The highest court in the country heard this case back in December but waited a full six months to release an opinion, one many court watchers and media scholars suggested might establish new legal precedents for the First Amendment, rap lyrics as a kind of protected speech and how social media sites are policed and regulated. Instead, the court, in a 7-2 opinion, stayed clear of any such lightning rods.
During his initial trial, Elonis had asked a Pennsylvania court to instruct the jury that the prosecuting attorneys had to prove he intended to communicate a threat, a request the court denied.
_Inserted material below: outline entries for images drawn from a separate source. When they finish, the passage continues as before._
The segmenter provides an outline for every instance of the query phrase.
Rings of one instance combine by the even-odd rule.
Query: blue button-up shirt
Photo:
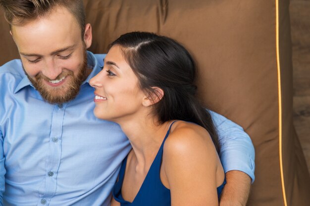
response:
[[[92,73],[76,98],[60,105],[43,100],[20,60],[0,67],[0,205],[109,205],[131,147],[118,124],[93,114],[89,81],[101,70],[104,57],[88,52]],[[254,180],[249,137],[237,124],[211,114],[225,171],[243,171]]]

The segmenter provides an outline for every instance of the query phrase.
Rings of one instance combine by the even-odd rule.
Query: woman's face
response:
[[[104,59],[103,68],[90,80],[95,88],[94,113],[98,118],[119,122],[139,115],[143,92],[138,79],[126,62],[120,46],[113,46]]]

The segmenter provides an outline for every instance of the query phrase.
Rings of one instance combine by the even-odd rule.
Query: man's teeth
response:
[[[107,99],[106,99],[106,98],[105,97],[103,97],[101,96],[98,96],[98,95],[95,95],[95,99],[104,99],[104,100],[106,100]]]
[[[64,80],[64,78],[65,78],[65,77],[62,77],[62,78],[60,79],[60,80],[51,80],[50,82],[51,83],[57,83],[60,82],[61,82],[62,80]]]

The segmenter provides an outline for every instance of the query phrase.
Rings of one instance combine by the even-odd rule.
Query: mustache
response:
[[[36,75],[35,76],[35,79],[38,81],[38,80],[45,80],[46,81],[49,82],[49,81],[52,81],[52,80],[59,80],[61,78],[62,78],[63,77],[65,77],[67,76],[73,76],[74,75],[74,73],[73,72],[72,72],[72,71],[70,71],[70,70],[68,70],[66,69],[64,69],[63,70],[63,71],[62,72],[61,72],[61,73],[57,76],[57,77],[56,78],[55,78],[55,79],[54,80],[51,80],[51,79],[49,78],[48,77],[47,77],[47,76],[44,75],[42,73],[40,73],[38,74],[37,74],[37,75]]]

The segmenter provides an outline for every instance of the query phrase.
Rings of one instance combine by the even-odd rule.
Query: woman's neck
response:
[[[164,138],[169,122],[158,124],[152,118],[136,119],[119,123],[134,152],[137,165],[152,164]],[[148,167],[148,166],[147,166]]]

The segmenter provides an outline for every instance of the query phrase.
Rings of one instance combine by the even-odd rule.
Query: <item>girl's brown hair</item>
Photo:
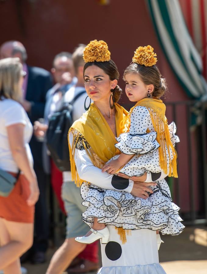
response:
[[[125,81],[125,76],[128,73],[137,73],[140,76],[145,85],[152,84],[154,86],[152,97],[159,99],[163,96],[167,90],[165,79],[162,78],[159,71],[155,65],[146,67],[133,63],[126,68],[123,79]]]

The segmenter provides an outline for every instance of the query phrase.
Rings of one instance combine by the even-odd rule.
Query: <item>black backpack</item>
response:
[[[68,134],[73,123],[73,105],[85,92],[85,90],[83,91],[71,102],[63,103],[59,111],[54,113],[49,119],[46,133],[47,145],[55,165],[62,172],[70,170]]]

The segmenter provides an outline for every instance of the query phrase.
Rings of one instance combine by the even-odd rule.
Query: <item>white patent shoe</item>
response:
[[[159,249],[159,247],[162,243],[164,243],[163,241],[161,240],[159,234],[157,234],[157,250]]]
[[[108,242],[109,231],[107,227],[98,230],[91,228],[90,230],[92,233],[89,236],[77,237],[75,240],[77,242],[82,244],[92,244],[99,239],[101,239],[102,244],[107,244]]]

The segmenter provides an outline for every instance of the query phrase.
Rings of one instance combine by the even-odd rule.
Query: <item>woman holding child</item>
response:
[[[129,114],[116,103],[121,93],[119,74],[106,43],[92,41],[84,52],[85,88],[94,102],[74,123],[69,138],[72,176],[87,207],[83,219],[91,228],[76,240],[87,244],[101,239],[102,274],[165,273],[159,264],[156,231],[178,234],[184,228],[163,179],[177,175],[173,145],[178,138],[174,125],[167,126],[159,100],[165,85],[150,63],[155,54],[148,47],[124,75],[127,94],[137,102]],[[149,65],[149,57],[158,88],[154,77],[146,83],[147,70],[139,72],[140,66]],[[143,58],[145,65],[138,64]],[[125,177],[115,175],[119,170]],[[153,181],[157,182],[146,182]]]

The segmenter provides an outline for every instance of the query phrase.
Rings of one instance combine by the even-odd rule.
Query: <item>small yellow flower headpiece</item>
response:
[[[146,67],[151,67],[155,65],[157,59],[155,57],[157,54],[153,51],[154,49],[149,45],[146,47],[139,47],[134,51],[132,62]]]
[[[104,62],[109,61],[111,54],[105,42],[102,40],[94,40],[85,48],[83,59],[86,63],[89,62]]]

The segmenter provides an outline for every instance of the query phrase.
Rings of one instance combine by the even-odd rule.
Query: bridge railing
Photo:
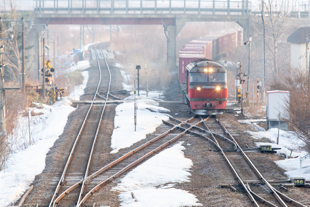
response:
[[[249,0],[33,0],[37,14],[188,14],[248,15]]]

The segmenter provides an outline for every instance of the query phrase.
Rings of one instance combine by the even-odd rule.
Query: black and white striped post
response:
[[[257,79],[257,106],[258,106],[258,90],[259,89],[259,83],[258,82],[258,78]]]

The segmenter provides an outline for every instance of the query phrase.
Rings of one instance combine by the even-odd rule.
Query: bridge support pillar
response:
[[[236,22],[243,28],[243,42],[246,42],[249,36],[251,34],[251,32],[253,31],[251,16],[249,16],[248,19],[246,20],[239,20],[236,21]]]
[[[169,49],[169,64],[175,65],[176,60],[176,28],[175,26],[167,27],[170,41]]]
[[[167,26],[168,36],[170,41],[169,51],[169,65],[173,66],[176,65],[177,58],[176,37],[180,33],[183,27],[186,23],[186,20],[180,19],[175,20],[175,25],[169,25]]]

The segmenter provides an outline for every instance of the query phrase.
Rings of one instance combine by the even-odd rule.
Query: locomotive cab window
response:
[[[227,79],[226,73],[210,73],[210,82],[226,82]]]
[[[206,82],[207,74],[204,73],[190,73],[189,82]]]

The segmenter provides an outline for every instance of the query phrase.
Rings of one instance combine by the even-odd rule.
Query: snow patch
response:
[[[238,122],[242,124],[247,124],[251,127],[255,128],[257,131],[261,132],[265,132],[266,130],[263,127],[261,127],[256,124],[256,123],[252,123],[251,122],[253,121],[265,121],[266,119],[248,119],[245,120],[238,120]]]
[[[186,149],[180,142],[147,160],[122,178],[112,190],[121,191],[119,196],[121,205],[131,206],[163,207],[202,206],[194,195],[179,189],[171,188],[175,183],[190,182],[189,169],[193,165],[190,160],[184,157]],[[160,188],[156,187],[158,186]],[[137,202],[132,199],[134,193]]]
[[[30,132],[33,145],[13,154],[7,169],[0,171],[0,206],[8,205],[18,200],[45,167],[46,154],[62,133],[68,116],[75,109],[71,101],[63,99],[52,106],[43,104],[43,109],[31,108],[35,113],[44,114],[32,118]],[[37,105],[39,105],[37,104]],[[25,142],[29,142],[28,117],[21,118],[14,133],[18,142],[12,146],[17,150]],[[33,143],[34,143],[34,144]]]
[[[124,103],[115,108],[114,129],[111,137],[111,153],[116,153],[121,149],[128,147],[144,139],[147,134],[155,132],[156,128],[162,124],[162,120],[169,118],[162,114],[152,112],[146,108],[154,110],[170,111],[162,107],[138,103],[137,125],[135,131],[134,103]],[[126,121],[125,121],[126,120]]]
[[[81,97],[84,93],[84,89],[86,88],[87,82],[88,81],[88,71],[83,71],[81,73],[84,77],[83,83],[74,87],[74,91],[70,93],[70,95],[69,97],[69,99],[79,101]]]
[[[256,139],[266,138],[274,143],[277,143],[278,137],[278,129],[272,128],[266,132],[245,132],[252,135],[251,137]],[[299,146],[303,144],[303,142],[292,134],[291,132],[287,132],[280,130],[279,133],[279,144],[286,148],[290,149],[299,149]]]
[[[84,48],[84,51],[86,51],[87,50],[88,50],[88,47],[89,47],[89,46],[91,46],[91,45],[94,45],[95,44],[99,43],[100,42],[97,42],[95,43],[90,43],[89,44],[87,44],[86,45],[84,45],[84,46],[83,46]]]

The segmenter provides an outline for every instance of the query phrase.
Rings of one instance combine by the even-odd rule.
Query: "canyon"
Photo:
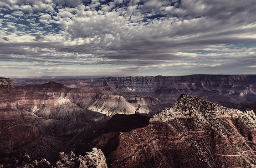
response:
[[[151,92],[121,83],[107,92],[104,79],[0,77],[0,166],[15,155],[20,167],[95,167],[87,151],[101,156],[99,168],[256,166],[256,76],[157,76],[136,87]]]
[[[40,155],[51,163],[59,152],[69,152],[88,134],[102,132],[113,115],[152,116],[163,108],[151,96],[112,95],[102,87],[71,88],[53,81],[17,86],[0,78],[0,152]]]

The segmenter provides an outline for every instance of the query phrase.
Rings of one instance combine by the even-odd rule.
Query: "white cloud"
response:
[[[25,5],[20,6],[20,10],[25,13],[31,13],[33,11],[32,7],[29,5]]]

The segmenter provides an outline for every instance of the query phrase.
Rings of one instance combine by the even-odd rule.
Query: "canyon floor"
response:
[[[256,76],[103,80],[0,78],[0,166],[256,167]]]

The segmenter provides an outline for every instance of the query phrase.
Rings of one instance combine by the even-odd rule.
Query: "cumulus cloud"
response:
[[[31,13],[33,11],[32,7],[29,5],[25,5],[20,6],[20,10],[25,13]]]
[[[122,73],[154,75],[164,69],[184,75],[225,67],[230,73],[232,65],[244,73],[255,70],[253,0],[3,2],[11,12],[0,20],[0,35],[12,43],[2,48],[1,60],[29,61],[35,67],[39,62],[46,66],[111,65]],[[18,17],[27,23],[14,24]],[[7,39],[2,39],[0,45],[6,45]]]

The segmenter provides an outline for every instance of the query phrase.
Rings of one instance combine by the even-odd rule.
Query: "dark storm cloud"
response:
[[[255,46],[225,45],[256,41],[252,0],[3,2],[10,12],[0,19],[1,61],[132,66],[125,68],[132,71],[172,66],[191,72],[256,64]],[[34,19],[18,25],[12,19],[18,17]]]

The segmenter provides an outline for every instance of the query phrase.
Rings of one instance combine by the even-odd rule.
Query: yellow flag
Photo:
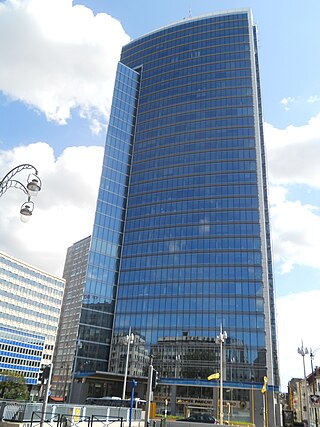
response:
[[[264,377],[263,380],[264,380],[264,383],[263,383],[263,387],[261,389],[262,394],[264,394],[267,391],[268,378]]]
[[[217,380],[218,378],[220,378],[220,374],[219,372],[216,372],[215,374],[211,374],[208,376],[208,380]]]

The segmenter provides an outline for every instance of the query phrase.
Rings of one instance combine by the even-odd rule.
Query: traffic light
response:
[[[50,365],[47,365],[39,372],[38,380],[40,381],[41,384],[44,384],[47,382],[50,376],[50,369],[51,369]]]
[[[158,371],[153,369],[153,371],[152,371],[152,382],[151,382],[152,391],[157,387],[158,380],[159,380]]]

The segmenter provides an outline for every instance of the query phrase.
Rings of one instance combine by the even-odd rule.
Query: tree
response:
[[[29,390],[23,375],[14,371],[0,372],[0,397],[3,399],[28,400]]]

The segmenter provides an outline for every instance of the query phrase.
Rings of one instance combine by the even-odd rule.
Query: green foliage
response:
[[[14,371],[0,372],[0,397],[3,399],[28,400],[29,391],[23,375]]]

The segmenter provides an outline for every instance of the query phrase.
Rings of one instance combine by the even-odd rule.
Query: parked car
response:
[[[219,424],[218,421],[210,414],[193,414],[187,418],[181,418],[177,421],[185,421],[189,423],[209,423],[209,424]]]

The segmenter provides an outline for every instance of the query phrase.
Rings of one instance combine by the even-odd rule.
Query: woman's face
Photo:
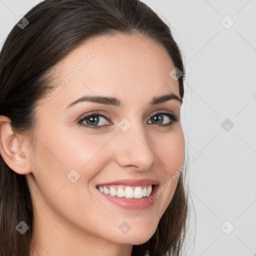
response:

Instead, the jury was read a statement that described a “true threat” as occurring “when a defendant intentionally makes a statement in a context or under such circumstances wherein a reasonable person would foresee that the statement would be interpreted by those to whom the maker communicates the statement as a serious expression of an intention to inflect bodily injury or take the life of an individual.”
That instruction “was an error,” writes Chief Justice John Roberts for the majority. “Federal crimimal liability generally does not turn solely on the results of an act without considering the defendant’s mental state. That understanding ‘took deep and early root in American soil,’ and Congress left it intact,” he says, citing an earlier court case.
Because the question of Elonis’ mental state at the time of the Facebook posts – made under a pseudonym, Tone Dougie, which he’s said is his rap name – was never discussed or questioned, the conviction cannot stand, Roberts says. On that grounds alone, the Court was not required to enter into consideration about First Amendment implications of this case or his initial conviction.
“Our holding makes clear that negligence is not sufficient to support a conviction… contrary to the view of the nine Courts of Appeals,” Roberts continues. “We thing that is more than sufficient justification for us to decline to be the first appellate tribunal to do so.”
The Third Court of Appeals, where Elonis petitioned for his conviction and 44-month jail sentence to be thrown out, gave instructions which required the jury to find “only negligence with respect to the communication of a threat,” something which “is not sufficient to support a conviction” under US law, Roberts says.
It is worth nothing that, in addition to his disclaimer statements on various Facebook posts filled with violent imagery and profanity-laden rap lyrics, Elonis never included his wife’s name, only references to his wife. He also never gave the name of a specific elementary school when suggesting he might attack one or blow it up. If nothing else, it appears he knew exactly what he was doing in order to protect himself from legal action.
Elonis was recently jailed on domestic abuse charges against the mother of his current girlfriend.